Dallas–Fort Worth’s office recovery is accelerating, and coworking operators are expanding alongside it, according to BisNow.
Office Visits Near Pre-Pandemic Levels
Office visitation in Dallas–Fort Worth reached nearly 87% of June 2019 levels in October, according to Avison Young’s Office Busyness Index, which tracks mobile device data. The region is considered a national leader in return-to-office activity.
The rebound, however, does not mean companies are returning to the same footprints they occupied before 2020. Many large employers have reduced headquarters space and adopted hybrid schedules.
Coworking Gains Ground
Dallas–Fort Worth added 13 coworking locations in the fourth quarter, according to a report from CoworkingCafe, a division of Yardi Systems. The metro now ranks third nationally for coworking inventory, behind Chicago and Los Angeles.
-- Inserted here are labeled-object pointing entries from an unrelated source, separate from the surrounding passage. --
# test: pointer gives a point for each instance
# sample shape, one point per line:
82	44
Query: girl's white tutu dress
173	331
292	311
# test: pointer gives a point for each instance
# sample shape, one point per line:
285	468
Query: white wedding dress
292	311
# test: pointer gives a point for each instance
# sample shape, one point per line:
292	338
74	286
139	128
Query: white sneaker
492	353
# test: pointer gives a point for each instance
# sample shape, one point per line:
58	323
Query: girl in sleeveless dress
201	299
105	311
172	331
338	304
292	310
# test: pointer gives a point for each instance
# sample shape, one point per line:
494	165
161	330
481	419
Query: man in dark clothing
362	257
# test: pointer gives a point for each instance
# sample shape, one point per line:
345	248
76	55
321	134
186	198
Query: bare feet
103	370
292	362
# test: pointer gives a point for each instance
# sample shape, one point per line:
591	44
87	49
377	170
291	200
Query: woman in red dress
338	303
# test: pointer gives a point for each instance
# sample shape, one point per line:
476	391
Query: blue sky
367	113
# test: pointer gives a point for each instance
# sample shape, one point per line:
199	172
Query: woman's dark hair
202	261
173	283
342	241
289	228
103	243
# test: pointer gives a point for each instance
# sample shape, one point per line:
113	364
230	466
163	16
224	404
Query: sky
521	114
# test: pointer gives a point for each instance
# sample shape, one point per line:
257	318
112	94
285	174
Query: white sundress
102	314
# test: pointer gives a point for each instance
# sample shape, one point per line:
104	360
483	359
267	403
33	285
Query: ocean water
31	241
Venture X franchise operators Kevin and Geidre Priddy acquired four coworking locations in Plano, Fort Worth and Dallas through their company, Priddy Spaces, totaling about 125,000 square feet. They plan to convert a 26,000-square-foot Plano property into a Venture X location and have outlined plans to grow to as many as 15 to 18 locations in the region over the next decade.
Uneven Recovery Across Submarkets
Downtown Dallas and Uptown have surpassed pre-pandemic visitation levels, reaching roughly 106% of 2019 traffic, according to Avison Young. Urban submarkets including Preston Center, LBJ Freeway and Central Expressway are also outperforming the regional average.
Suburban areas lag behind, with office attendance below 50% in some submarkets. Analysts cite building age and fewer amenities as contributing factors.
Suburbs Show Remote Worker Concentration
Frisco ranked first for the second consecutive year among U.S. cities with the highest share of remote workers in a SmartAsset analysis, while McKinney placed seventh.
Coworking operators say those concentrations present expansion opportunities as companies continue to balance hybrid work models with in-person expectations.
Dallas–Fort Worth remains among the strongest large metros for office utilization, even as workplace strategies continue to evolve.